Anonymous Monk has asked for the wisdom of the Perl Monks concerning the following question:

Hi, I'm struggling with what should be a simple regex and would like some guidance please.

I'm prompting a user to enter a database name and attempting a match on the pattern entered. If it matches a certain set of forbidden names then the user is asked to retry. The database names which are valid consist of alphanumeric and an underscore is also allowed. The system databases are not allowed. Here is what I've got so far .. which isn't working as I expected.

'[^(master|model|dbccdb|sybsecurity|sybsystemdb|sybsystemprocs|tempdb| +DBA)][a-zA-Z0-9_]+'
So if they enter any of these names they should be rejected
master model dbccdb sybsecurity sybsystemdb sybsystemprocs tempdb DBA
However the above code is not doing an exact word match like I expected since it's still rejecting valid names e.g. ed123

Any help would be welcome

Replies are listed 'Best First'.
Re: exact word match
by samarzone (Pilgrim) on Dec 22, 2010 at 12:23 UTC

    Square brackets are for matching individual characters. The regex you wrote will reject (because of ^) any word that has any of 'm', 'a', 's', 't', 'e', 'r', '|' .. and so on.

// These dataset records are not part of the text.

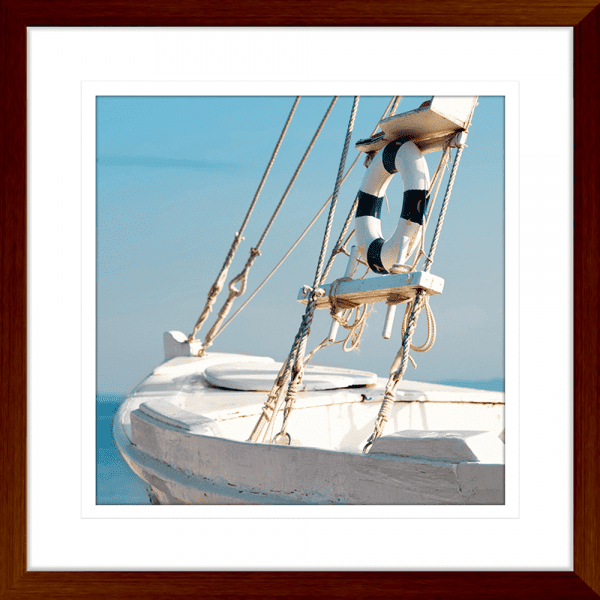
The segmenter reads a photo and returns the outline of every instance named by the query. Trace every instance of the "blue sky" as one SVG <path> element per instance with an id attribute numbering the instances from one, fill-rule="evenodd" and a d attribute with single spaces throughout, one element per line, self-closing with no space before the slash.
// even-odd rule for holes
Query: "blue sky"
<path id="1" fill-rule="evenodd" d="M 398 112 L 425 97 L 406 97 Z M 99 97 L 97 100 L 97 390 L 127 393 L 163 359 L 162 334 L 190 333 L 239 229 L 292 97 Z M 230 278 L 241 270 L 283 194 L 331 98 L 300 100 L 282 149 L 245 232 Z M 356 140 L 367 137 L 389 98 L 363 97 Z M 246 296 L 263 280 L 332 193 L 352 98 L 340 98 L 250 272 Z M 504 374 L 504 102 L 480 97 L 432 272 L 445 279 L 431 299 L 437 341 L 417 354 L 407 379 L 501 378 Z M 431 174 L 440 153 L 428 154 Z M 362 159 L 342 187 L 332 242 L 360 187 Z M 433 218 L 441 206 L 445 182 Z M 398 222 L 402 182 L 388 189 L 383 233 Z M 433 219 L 432 218 L 432 219 Z M 326 215 L 248 307 L 217 337 L 215 351 L 282 360 L 304 307 L 298 290 L 312 284 Z M 432 220 L 427 242 L 434 230 Z M 331 248 L 330 245 L 330 248 Z M 330 280 L 343 275 L 336 261 Z M 375 276 L 375 275 L 373 275 Z M 208 331 L 224 300 L 200 332 Z M 243 300 L 243 298 L 242 298 Z M 241 302 L 234 305 L 234 310 Z M 381 338 L 385 306 L 375 306 L 358 352 L 322 350 L 316 364 L 386 376 L 400 345 L 398 311 L 390 340 Z M 425 315 L 415 341 L 426 335 Z M 308 349 L 326 335 L 318 311 Z"/>

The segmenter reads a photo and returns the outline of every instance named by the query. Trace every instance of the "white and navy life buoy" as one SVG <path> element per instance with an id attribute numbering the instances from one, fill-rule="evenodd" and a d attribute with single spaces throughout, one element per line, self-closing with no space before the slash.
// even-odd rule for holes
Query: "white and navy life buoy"
<path id="1" fill-rule="evenodd" d="M 388 240 L 381 231 L 381 205 L 395 173 L 404 184 L 404 201 L 396 231 Z M 408 238 L 407 259 L 419 242 L 426 216 L 429 169 L 417 146 L 400 138 L 378 152 L 369 165 L 358 191 L 356 240 L 370 268 L 379 274 L 390 272 L 398 263 L 402 238 Z"/>

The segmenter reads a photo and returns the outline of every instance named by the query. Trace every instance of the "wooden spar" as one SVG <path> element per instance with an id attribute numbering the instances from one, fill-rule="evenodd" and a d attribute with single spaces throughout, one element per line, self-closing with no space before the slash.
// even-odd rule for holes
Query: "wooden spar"
<path id="1" fill-rule="evenodd" d="M 434 96 L 419 108 L 383 119 L 378 134 L 356 143 L 362 152 L 381 150 L 391 140 L 406 137 L 423 154 L 442 150 L 467 126 L 477 103 L 475 96 Z"/>
<path id="2" fill-rule="evenodd" d="M 319 286 L 325 293 L 323 296 L 317 297 L 317 308 L 330 307 L 329 292 L 332 285 Z M 357 305 L 374 302 L 402 304 L 412 300 L 418 290 L 425 290 L 430 295 L 438 295 L 442 293 L 443 289 L 444 280 L 441 277 L 425 271 L 414 271 L 354 281 L 341 281 L 337 285 L 335 296 Z M 309 297 L 310 290 L 303 288 L 298 292 L 298 302 L 301 304 L 306 304 Z"/>

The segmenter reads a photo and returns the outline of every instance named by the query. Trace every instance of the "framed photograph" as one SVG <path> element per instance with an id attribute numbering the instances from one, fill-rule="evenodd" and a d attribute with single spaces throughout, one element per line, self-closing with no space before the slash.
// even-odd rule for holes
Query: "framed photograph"
<path id="1" fill-rule="evenodd" d="M 115 597 L 198 593 L 218 596 L 225 589 L 225 595 L 248 597 L 258 588 L 262 597 L 276 597 L 282 589 L 308 596 L 318 590 L 320 595 L 340 597 L 368 594 L 373 589 L 386 594 L 402 589 L 408 595 L 432 598 L 470 597 L 465 590 L 473 597 L 490 598 L 597 597 L 600 581 L 594 565 L 598 561 L 598 476 L 594 460 L 598 455 L 598 409 L 597 403 L 591 401 L 597 369 L 589 336 L 596 326 L 596 311 L 590 308 L 595 307 L 590 300 L 595 278 L 590 273 L 594 272 L 598 254 L 597 209 L 592 207 L 600 178 L 594 143 L 598 133 L 595 109 L 600 97 L 595 76 L 600 66 L 600 9 L 592 5 L 567 11 L 551 7 L 544 13 L 539 8 L 515 4 L 506 12 L 486 12 L 479 22 L 476 19 L 475 23 L 483 29 L 452 30 L 436 26 L 458 28 L 466 14 L 470 15 L 469 23 L 473 23 L 476 6 L 436 7 L 435 16 L 427 19 L 410 12 L 416 9 L 395 16 L 398 9 L 391 6 L 390 22 L 386 23 L 375 22 L 364 7 L 355 7 L 354 12 L 345 8 L 336 15 L 320 7 L 310 18 L 298 16 L 304 14 L 304 9 L 298 14 L 293 10 L 286 12 L 290 8 L 293 6 L 286 4 L 277 18 L 254 17 L 247 11 L 243 11 L 243 16 L 228 18 L 216 8 L 214 12 L 203 11 L 202 15 L 190 17 L 194 11 L 190 12 L 185 3 L 170 5 L 169 11 L 126 2 L 118 10 L 109 7 L 96 12 L 69 7 L 62 14 L 45 6 L 20 4 L 17 8 L 9 2 L 3 4 L 2 26 L 6 35 L 2 44 L 6 60 L 2 89 L 7 93 L 2 96 L 5 126 L 1 136 L 1 210 L 6 251 L 2 253 L 0 293 L 6 323 L 4 347 L 10 352 L 3 354 L 2 514 L 6 532 L 4 555 L 11 557 L 3 564 L 3 597 L 54 597 L 65 588 L 73 590 L 69 592 L 72 597 L 89 596 L 98 585 L 103 593 Z M 239 15 L 239 7 L 232 14 Z M 518 23 L 515 15 L 519 15 Z M 98 25 L 108 27 L 98 29 Z M 120 28 L 124 25 L 141 28 Z M 381 29 L 369 28 L 382 25 Z M 531 29 L 513 28 L 514 25 Z M 61 26 L 78 27 L 65 29 L 66 43 L 59 42 L 57 36 L 56 51 L 48 51 L 40 58 L 40 48 L 54 45 L 49 40 L 62 31 Z M 551 28 L 557 26 L 558 29 Z M 349 29 L 352 27 L 357 29 Z M 404 27 L 428 29 L 396 29 Z M 155 33 L 160 35 L 155 37 Z M 511 118 L 518 115 L 519 121 L 518 127 L 507 128 L 512 144 L 507 148 L 516 151 L 506 157 L 507 164 L 514 161 L 516 165 L 514 190 L 519 197 L 515 205 L 518 213 L 509 210 L 513 229 L 506 243 L 519 246 L 521 253 L 515 261 L 518 264 L 513 265 L 511 260 L 505 265 L 505 269 L 513 269 L 506 281 L 515 281 L 514 297 L 519 298 L 517 342 L 513 352 L 507 349 L 506 355 L 517 374 L 513 381 L 520 400 L 520 418 L 515 419 L 519 433 L 513 446 L 519 455 L 513 457 L 511 469 L 514 502 L 502 507 L 507 511 L 504 514 L 492 515 L 482 510 L 462 516 L 443 511 L 399 515 L 381 506 L 371 507 L 373 512 L 368 515 L 332 514 L 324 512 L 323 507 L 306 507 L 316 510 L 299 516 L 283 506 L 259 507 L 261 512 L 250 515 L 243 511 L 227 513 L 223 506 L 192 514 L 185 512 L 191 507 L 184 506 L 98 505 L 86 491 L 95 483 L 90 457 L 92 463 L 95 460 L 88 443 L 90 403 L 84 402 L 90 392 L 93 398 L 98 390 L 93 379 L 99 372 L 97 355 L 89 351 L 97 341 L 96 319 L 93 313 L 90 317 L 89 309 L 95 298 L 94 294 L 86 295 L 85 287 L 85 281 L 94 275 L 86 265 L 89 249 L 95 247 L 88 239 L 85 221 L 91 206 L 85 160 L 85 107 L 89 98 L 132 97 L 136 85 L 142 86 L 139 89 L 146 86 L 146 91 L 140 92 L 146 97 L 154 93 L 161 97 L 225 96 L 208 90 L 221 90 L 229 85 L 228 81 L 232 82 L 231 96 L 243 95 L 250 79 L 254 85 L 262 82 L 268 90 L 265 96 L 276 95 L 271 90 L 278 85 L 280 95 L 293 96 L 293 81 L 306 84 L 312 75 L 323 83 L 334 60 L 345 56 L 360 64 L 360 77 L 352 77 L 346 66 L 340 66 L 339 81 L 329 82 L 329 87 L 337 85 L 343 95 L 351 96 L 352 86 L 347 84 L 354 81 L 361 95 L 375 96 L 385 79 L 383 67 L 369 68 L 372 50 L 359 51 L 352 42 L 361 46 L 362 42 L 358 42 L 371 35 L 376 39 L 378 35 L 398 33 L 404 33 L 405 40 L 399 54 L 410 53 L 417 33 L 436 34 L 439 46 L 436 42 L 430 45 L 449 52 L 446 56 L 423 50 L 422 63 L 428 67 L 435 64 L 436 73 L 447 73 L 451 81 L 458 80 L 457 64 L 467 63 L 462 85 L 470 81 L 480 82 L 482 89 L 486 87 L 483 60 L 479 57 L 479 63 L 476 58 L 470 61 L 465 53 L 467 39 L 472 43 L 474 56 L 478 50 L 484 56 L 499 56 L 498 49 L 503 48 L 506 65 L 515 61 L 517 55 L 523 57 L 521 62 L 526 65 L 515 70 L 513 77 L 508 75 L 507 66 L 498 76 L 488 65 L 492 81 L 486 84 L 488 90 L 494 85 L 498 89 L 504 86 L 506 91 L 497 96 L 518 99 L 518 110 L 505 112 Z M 199 44 L 198 39 L 202 40 Z M 286 43 L 288 48 L 280 56 L 271 51 Z M 336 44 L 347 50 L 334 49 Z M 381 42 L 380 46 L 389 56 L 391 45 Z M 82 49 L 80 55 L 77 48 Z M 312 54 L 306 48 L 312 48 Z M 531 52 L 525 56 L 527 48 Z M 228 58 L 223 59 L 223 54 Z M 287 82 L 286 87 L 281 65 L 292 58 L 294 64 L 299 63 L 300 56 L 305 66 L 290 70 L 292 84 Z M 183 58 L 176 62 L 179 57 Z M 449 57 L 456 64 L 439 70 L 439 63 Z M 275 79 L 279 82 L 270 87 L 264 75 L 269 73 L 268 58 L 274 61 L 272 69 L 278 73 Z M 572 104 L 569 81 L 565 78 L 571 59 Z M 259 71 L 252 69 L 244 71 L 245 61 L 250 64 L 261 60 L 266 64 L 261 67 L 262 75 L 257 76 Z M 319 62 L 325 64 L 324 70 L 315 67 Z M 59 64 L 63 72 L 57 68 Z M 186 71 L 189 64 L 204 68 L 197 79 L 203 82 L 205 91 L 198 93 L 194 88 L 198 81 Z M 549 68 L 554 69 L 556 79 L 554 88 L 538 89 L 543 90 L 539 94 L 539 115 L 532 112 L 536 91 L 533 88 L 538 80 L 536 76 L 528 79 L 527 73 L 533 71 L 526 71 L 534 66 L 538 67 L 539 81 L 552 79 Z M 216 74 L 218 68 L 227 71 L 227 75 Z M 136 75 L 132 76 L 134 69 Z M 154 73 L 157 80 L 151 81 Z M 247 80 L 241 85 L 244 73 Z M 57 80 L 48 87 L 52 76 Z M 365 85 L 370 78 L 373 94 Z M 406 89 L 417 89 L 417 78 L 414 65 L 400 77 L 406 80 Z M 441 78 L 430 75 L 427 80 Z M 160 91 L 169 86 L 173 92 Z M 179 91 L 186 86 L 187 92 Z M 481 95 L 485 96 L 485 91 Z M 40 110 L 41 98 L 45 111 Z M 111 110 L 109 104 L 103 105 L 102 110 Z M 55 107 L 56 120 L 52 122 Z M 571 110 L 574 121 L 569 131 Z M 535 119 L 531 118 L 533 115 Z M 534 127 L 538 117 L 539 123 L 548 124 L 547 129 Z M 51 147 L 40 143 L 38 134 L 48 123 L 52 126 L 47 130 L 54 132 Z M 556 147 L 552 147 L 554 139 L 559 140 Z M 573 189 L 569 177 L 571 142 L 575 147 Z M 111 154 L 104 152 L 97 158 L 110 162 Z M 508 178 L 506 191 L 512 189 L 510 186 Z M 540 197 L 530 200 L 536 191 Z M 571 198 L 573 208 L 569 205 Z M 571 220 L 575 224 L 572 248 Z M 561 238 L 556 242 L 557 251 L 548 256 L 554 247 L 550 239 L 557 237 Z M 514 277 L 515 272 L 518 278 Z M 556 294 L 557 289 L 561 294 Z M 570 300 L 571 293 L 574 302 Z M 533 302 L 533 296 L 538 296 L 541 308 Z M 539 337 L 533 341 L 536 335 Z M 90 356 L 95 357 L 93 364 Z M 552 360 L 557 364 L 551 364 Z M 525 399 L 527 403 L 523 404 Z M 567 439 L 571 423 L 573 442 Z M 509 531 L 517 548 L 507 557 Z M 517 542 L 519 531 L 523 539 Z M 404 546 L 402 535 L 407 542 Z M 495 535 L 500 542 L 495 542 Z M 538 539 L 533 539 L 536 535 Z M 329 553 L 320 541 L 323 537 L 330 541 Z M 434 543 L 425 544 L 432 537 Z M 44 544 L 40 543 L 42 539 Z M 51 539 L 54 553 L 48 551 Z M 199 539 L 207 540 L 200 548 Z M 274 539 L 279 540 L 276 546 L 292 544 L 296 548 L 271 555 Z M 254 540 L 254 551 L 249 550 L 247 540 Z M 162 543 L 163 548 L 153 551 L 156 543 Z M 408 558 L 409 545 L 413 548 L 412 559 Z M 451 552 L 450 548 L 455 550 Z M 548 548 L 552 551 L 546 553 Z M 167 550 L 170 559 L 165 559 Z M 307 575 L 306 571 L 314 572 Z"/>
<path id="2" fill-rule="evenodd" d="M 93 265 L 97 257 L 95 281 L 94 270 L 85 269 L 90 276 L 86 277 L 89 286 L 84 285 L 86 290 L 89 287 L 84 292 L 89 301 L 84 300 L 84 305 L 89 308 L 83 321 L 96 323 L 96 377 L 91 384 L 97 386 L 98 440 L 97 463 L 84 466 L 86 472 L 97 470 L 95 497 L 93 489 L 84 494 L 90 494 L 96 504 L 113 506 L 110 513 L 103 510 L 101 514 L 114 517 L 114 505 L 149 502 L 193 504 L 196 508 L 190 513 L 204 517 L 213 505 L 227 504 L 251 505 L 244 511 L 248 516 L 259 514 L 256 505 L 271 505 L 268 512 L 273 514 L 274 510 L 283 510 L 281 505 L 326 504 L 364 505 L 362 510 L 353 511 L 355 516 L 361 512 L 370 515 L 367 507 L 375 504 L 379 505 L 380 517 L 396 515 L 397 505 L 403 505 L 405 518 L 409 514 L 426 516 L 427 512 L 422 514 L 416 508 L 425 505 L 437 506 L 437 518 L 468 516 L 462 504 L 477 505 L 479 516 L 483 516 L 483 506 L 488 507 L 488 517 L 517 514 L 518 445 L 516 441 L 511 444 L 505 457 L 502 438 L 505 429 L 518 430 L 516 373 L 509 377 L 513 389 L 506 427 L 504 418 L 504 348 L 518 345 L 517 296 L 508 295 L 505 300 L 505 285 L 517 285 L 518 272 L 512 269 L 506 284 L 504 273 L 505 263 L 516 264 L 518 256 L 516 244 L 504 242 L 505 219 L 508 239 L 518 237 L 511 226 L 518 222 L 518 203 L 505 205 L 504 201 L 505 195 L 518 197 L 518 85 L 460 82 L 450 86 L 427 82 L 425 86 L 402 87 L 400 98 L 378 95 L 378 85 L 370 81 L 325 86 L 262 83 L 260 95 L 256 95 L 257 85 L 252 82 L 225 86 L 187 83 L 181 88 L 185 95 L 178 95 L 178 85 L 171 82 L 83 84 L 82 160 L 87 165 L 82 188 L 84 262 Z M 335 88 L 341 95 L 327 95 L 328 88 Z M 474 88 L 478 96 L 466 95 Z M 344 95 L 351 90 L 357 96 Z M 427 90 L 438 92 L 432 99 Z M 235 95 L 230 95 L 232 91 Z M 394 114 L 386 116 L 392 109 Z M 354 122 L 348 133 L 350 114 Z M 442 116 L 450 114 L 452 119 Z M 457 160 L 458 148 L 446 149 L 446 144 L 469 119 L 469 134 Z M 400 138 L 398 128 L 413 132 L 414 140 L 398 146 L 403 149 L 402 154 L 397 153 L 401 171 L 387 179 L 380 160 L 367 171 L 363 165 L 367 156 L 374 160 L 375 154 L 355 148 L 380 122 L 384 128 L 395 128 L 389 133 L 394 139 L 388 144 Z M 278 125 L 285 125 L 283 137 Z M 328 197 L 333 196 L 347 136 L 347 177 L 339 185 L 337 210 L 328 221 Z M 381 150 L 382 142 L 377 138 L 367 145 L 366 150 L 375 152 L 371 146 Z M 275 147 L 278 151 L 273 157 Z M 388 153 L 394 149 L 390 148 Z M 443 169 L 441 161 L 449 155 L 452 168 Z M 400 162 L 405 160 L 409 160 L 406 166 Z M 270 165 L 269 173 L 262 178 L 266 164 Z M 386 191 L 380 188 L 377 196 L 381 204 L 372 200 L 372 194 L 358 192 L 370 185 L 370 179 L 361 184 L 363 177 L 385 180 Z M 451 194 L 447 191 L 450 181 Z M 261 185 L 258 194 L 257 185 Z M 421 186 L 421 194 L 430 195 L 426 213 L 422 218 L 412 215 L 410 224 L 401 215 L 404 211 L 407 216 L 416 192 L 407 192 L 404 200 L 405 185 L 406 189 Z M 389 210 L 384 196 L 389 198 Z M 357 197 L 362 204 L 354 217 Z M 379 211 L 379 218 L 358 216 L 367 212 L 369 202 L 379 206 L 373 209 Z M 246 219 L 250 205 L 252 213 Z M 322 215 L 320 220 L 315 214 Z M 363 256 L 352 283 L 346 284 L 340 278 L 344 278 L 351 260 L 351 245 L 358 249 L 365 244 L 359 236 L 368 236 L 370 230 L 360 227 L 369 227 L 376 219 L 380 233 L 389 238 L 383 256 L 397 259 L 394 240 L 403 231 L 413 236 L 426 231 L 423 252 L 415 237 L 402 259 L 410 264 L 402 267 L 403 272 L 384 277 L 367 266 Z M 415 226 L 413 221 L 422 223 Z M 331 223 L 330 244 L 323 251 L 326 222 Z M 309 228 L 311 223 L 313 228 Z M 390 235 L 395 227 L 399 233 Z M 348 250 L 333 254 L 329 262 L 333 244 L 340 243 L 336 240 L 344 228 L 347 232 L 341 242 L 351 236 L 346 242 Z M 353 233 L 355 228 L 358 234 Z M 437 241 L 432 252 L 429 248 L 435 232 Z M 237 252 L 234 247 L 228 254 L 232 243 L 238 245 L 240 236 L 244 240 Z M 289 254 L 296 240 L 297 250 Z M 385 250 L 388 247 L 390 251 Z M 436 252 L 438 247 L 440 251 Z M 478 251 L 473 253 L 473 248 Z M 327 252 L 323 277 L 326 264 L 331 265 L 326 269 L 324 289 L 327 285 L 354 285 L 358 291 L 333 288 L 342 294 L 335 302 L 344 302 L 344 294 L 348 293 L 354 298 L 354 308 L 342 313 L 341 325 L 336 321 L 339 331 L 335 340 L 331 339 L 330 311 L 311 313 L 305 357 L 312 356 L 302 380 L 304 391 L 295 401 L 298 410 L 290 411 L 286 419 L 296 441 L 292 448 L 281 448 L 287 444 L 268 443 L 271 427 L 263 421 L 262 407 L 303 315 L 310 312 L 307 302 L 299 302 L 297 297 L 302 286 L 313 281 L 320 252 Z M 287 262 L 282 263 L 282 257 L 288 254 Z M 231 256 L 231 265 L 223 270 L 226 256 Z M 432 265 L 435 260 L 435 268 L 430 271 L 423 270 L 425 256 L 432 259 Z M 273 272 L 278 265 L 281 268 Z M 217 284 L 211 287 L 213 282 L 223 280 L 227 269 L 229 281 L 243 269 L 239 278 L 247 277 L 246 293 L 238 298 L 237 292 L 230 292 L 228 284 L 223 283 L 221 295 L 211 293 L 210 301 L 205 301 L 202 296 L 216 289 Z M 465 271 L 477 273 L 482 281 L 477 288 L 469 286 L 467 295 L 459 284 Z M 390 305 L 399 309 L 397 319 L 396 323 L 392 317 L 387 319 L 387 339 L 382 339 L 387 317 L 385 301 L 390 294 L 397 298 L 403 292 L 407 300 L 415 293 L 413 278 L 426 277 L 425 273 L 430 273 L 431 285 L 439 288 L 431 288 L 432 296 L 421 310 L 413 345 L 422 346 L 421 350 L 435 346 L 435 352 L 415 354 L 416 372 L 412 365 L 406 372 L 406 363 L 405 373 L 398 377 L 389 422 L 379 425 L 382 434 L 403 432 L 398 438 L 401 443 L 419 448 L 415 452 L 421 452 L 417 456 L 424 459 L 420 467 L 411 461 L 400 466 L 395 455 L 388 455 L 394 456 L 388 463 L 379 456 L 382 452 L 378 448 L 394 443 L 391 438 L 375 443 L 376 456 L 367 456 L 363 448 L 374 430 L 388 373 L 402 343 L 402 316 L 414 306 L 404 302 Z M 443 289 L 444 280 L 449 283 L 448 292 Z M 262 290 L 260 282 L 265 282 Z M 255 292 L 256 299 L 250 303 Z M 373 299 L 367 302 L 370 306 L 359 304 L 361 294 L 365 300 Z M 214 302 L 212 314 L 203 308 L 205 302 Z M 330 305 L 327 297 L 317 302 L 319 308 Z M 222 309 L 224 303 L 226 308 Z M 194 327 L 200 314 L 207 317 L 206 324 Z M 234 321 L 233 317 L 238 318 Z M 163 357 L 165 323 L 167 354 Z M 189 331 L 183 333 L 186 325 Z M 195 335 L 190 343 L 192 328 Z M 206 350 L 202 356 L 193 350 L 192 355 L 192 348 L 200 348 L 200 343 Z M 316 350 L 311 351 L 313 348 Z M 515 365 L 509 360 L 510 368 Z M 149 369 L 155 367 L 158 370 L 147 377 Z M 178 372 L 174 378 L 173 368 Z M 168 381 L 174 385 L 171 395 L 167 394 Z M 288 388 L 281 386 L 271 394 L 279 391 L 284 398 Z M 221 394 L 222 401 L 215 394 Z M 146 414 L 150 407 L 154 408 Z M 235 454 L 236 448 L 242 451 L 237 474 L 237 459 L 228 460 L 225 466 L 214 457 L 210 460 L 216 469 L 214 477 L 209 474 L 208 464 L 199 467 L 190 463 L 185 468 L 173 465 L 176 471 L 188 471 L 188 477 L 191 473 L 199 476 L 178 483 L 178 474 L 168 471 L 169 459 L 161 456 L 158 447 L 148 448 L 145 440 L 150 438 L 142 433 L 147 427 L 158 437 L 175 433 L 170 428 L 162 429 L 167 425 L 167 413 L 162 411 L 173 416 L 175 407 L 180 411 L 180 425 L 189 422 L 191 427 L 179 442 L 212 444 L 215 440 L 206 440 L 205 436 L 214 433 L 220 438 L 216 443 L 225 443 L 223 448 L 229 448 L 218 450 L 219 455 L 232 457 L 230 452 Z M 225 411 L 222 414 L 221 409 Z M 120 416 L 113 419 L 117 411 Z M 270 417 L 277 427 L 275 432 L 283 426 L 282 411 Z M 158 414 L 162 417 L 154 419 Z M 204 435 L 196 428 L 200 414 L 212 423 Z M 254 440 L 263 443 L 245 444 L 255 423 L 264 424 L 260 433 L 260 425 L 256 426 Z M 189 437 L 192 431 L 200 437 Z M 93 431 L 84 437 L 93 443 Z M 287 440 L 280 435 L 278 441 L 282 437 Z M 225 438 L 233 443 L 224 442 Z M 165 446 L 171 455 L 179 442 L 173 439 Z M 429 458 L 422 454 L 423 443 L 434 452 Z M 442 447 L 445 450 L 440 450 Z M 142 448 L 148 456 L 158 458 L 163 465 L 160 472 L 154 462 L 143 458 Z M 251 466 L 253 453 L 257 462 Z M 84 449 L 84 456 L 92 454 Z M 182 448 L 178 454 L 187 461 L 183 457 L 208 456 L 212 452 L 208 448 Z M 454 462 L 474 459 L 479 461 L 477 467 L 457 467 Z M 265 463 L 271 465 L 267 470 L 262 468 Z M 302 473 L 292 475 L 293 464 Z M 314 470 L 306 476 L 303 473 L 310 464 L 315 465 Z M 508 486 L 504 484 L 505 464 L 511 479 Z M 365 469 L 368 475 L 363 476 Z M 432 480 L 424 475 L 428 469 L 432 469 Z M 223 487 L 218 482 L 224 471 L 230 475 Z M 377 475 L 379 472 L 385 475 Z M 410 483 L 415 473 L 419 482 Z M 446 485 L 446 477 L 452 480 L 454 473 L 462 485 Z M 463 475 L 465 479 L 460 479 Z M 465 485 L 467 479 L 469 484 Z M 431 491 L 438 488 L 439 494 Z M 455 503 L 459 506 L 447 512 L 440 508 Z M 89 516 L 97 512 L 93 506 L 88 508 L 91 504 L 84 502 Z M 168 511 L 163 509 L 160 514 L 164 517 Z M 347 510 L 344 514 L 349 516 Z"/>

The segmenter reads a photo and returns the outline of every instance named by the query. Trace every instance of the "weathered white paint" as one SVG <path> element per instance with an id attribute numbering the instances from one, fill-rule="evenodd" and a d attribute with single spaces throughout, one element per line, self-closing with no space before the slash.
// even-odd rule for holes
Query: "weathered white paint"
<path id="1" fill-rule="evenodd" d="M 165 358 L 175 356 L 197 356 L 202 348 L 200 340 L 188 340 L 187 335 L 181 331 L 167 331 L 163 335 Z"/>
<path id="2" fill-rule="evenodd" d="M 266 393 L 217 389 L 204 378 L 211 365 L 241 358 L 247 360 L 218 353 L 170 359 L 119 410 L 117 444 L 157 502 L 503 502 L 504 466 L 484 462 L 473 444 L 479 462 L 441 460 L 432 450 L 427 458 L 395 456 L 393 449 L 361 453 L 383 396 L 382 379 L 374 388 L 302 393 L 289 424 L 300 446 L 245 442 Z M 503 394 L 407 381 L 397 398 L 386 438 L 402 430 L 412 430 L 413 438 L 419 437 L 414 430 L 485 430 L 499 441 Z M 477 438 L 466 437 L 467 444 Z"/>
<path id="3" fill-rule="evenodd" d="M 489 431 L 397 431 L 375 440 L 371 454 L 504 464 L 504 444 Z"/>
<path id="4" fill-rule="evenodd" d="M 196 435 L 221 435 L 219 424 L 215 420 L 182 410 L 163 398 L 148 400 L 138 410 L 159 423 L 182 431 Z"/>
<path id="5" fill-rule="evenodd" d="M 282 363 L 236 362 L 215 365 L 204 371 L 208 383 L 229 390 L 269 392 Z M 350 386 L 374 386 L 377 375 L 367 371 L 308 365 L 304 369 L 302 391 L 335 390 Z"/>
<path id="6" fill-rule="evenodd" d="M 131 425 L 138 450 L 177 465 L 190 478 L 245 492 L 258 501 L 278 496 L 282 503 L 463 504 L 478 503 L 479 492 L 485 503 L 500 504 L 504 499 L 503 465 L 469 471 L 471 485 L 465 494 L 458 465 L 449 461 L 189 435 L 141 411 L 132 413 Z M 492 472 L 491 479 L 486 470 Z M 474 478 L 485 487 L 473 486 Z"/>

    If you meant a valid database name except the names given in your regex you could have written

    if($name =~ /^[a-z0-9_]$/i && $name !~ /^(?:master|model|dbccdb|sybsec +urity|sybsystemdb|sybsystemprocs|tempdb|DBA)$/) { print "allowed\n" } else { print "not allowed\n" }

    Update: This can also be written in a single regex using negative look-ahead assertion as follows

    if($name =~ /^(?!(master|model|dbccdb|sybsecurity|sybsystemdb|sybsyste +mprocs|tempdb|DBA)$)(^[a-z0-9_]+$)/i) { print "allowed\n" } else { print "not allowed\n" }

    -- Regards - Samar
Re: exact word match
by johngg (Canon) on Dec 22, 2010 at 12:23 UTC

    It looks like you are trying to use a negated character class ([^ ... ]) to enclose your alternation of words you don't want. That will not work as character classes just deal with single characters. Perhaps something like this would be better.

    my $forbidden = qr{^(?:master|model|dbccdb|sybsecurity|sybsystemdb|syb +systemprocs|tempdb|DBA)[a-zA-Z0-9_]+}; if ( $entered =~ $forbidden ) { # Your rejection code here }

    I hope this is helpful.

    Cheers,

    JohnGG

      Thanks for this and the other answers. I can see where I was going wrong now. This has been very helpful.
Re: exact word match
by cdarke (Prior) on Dec 22, 2010 at 12:12 UTC
    The [...] notation is for building character classes, that is a range of single characters. I assume that you mean the ^ to indicate 'not', but that cannot be applied to groups of words as you have tried.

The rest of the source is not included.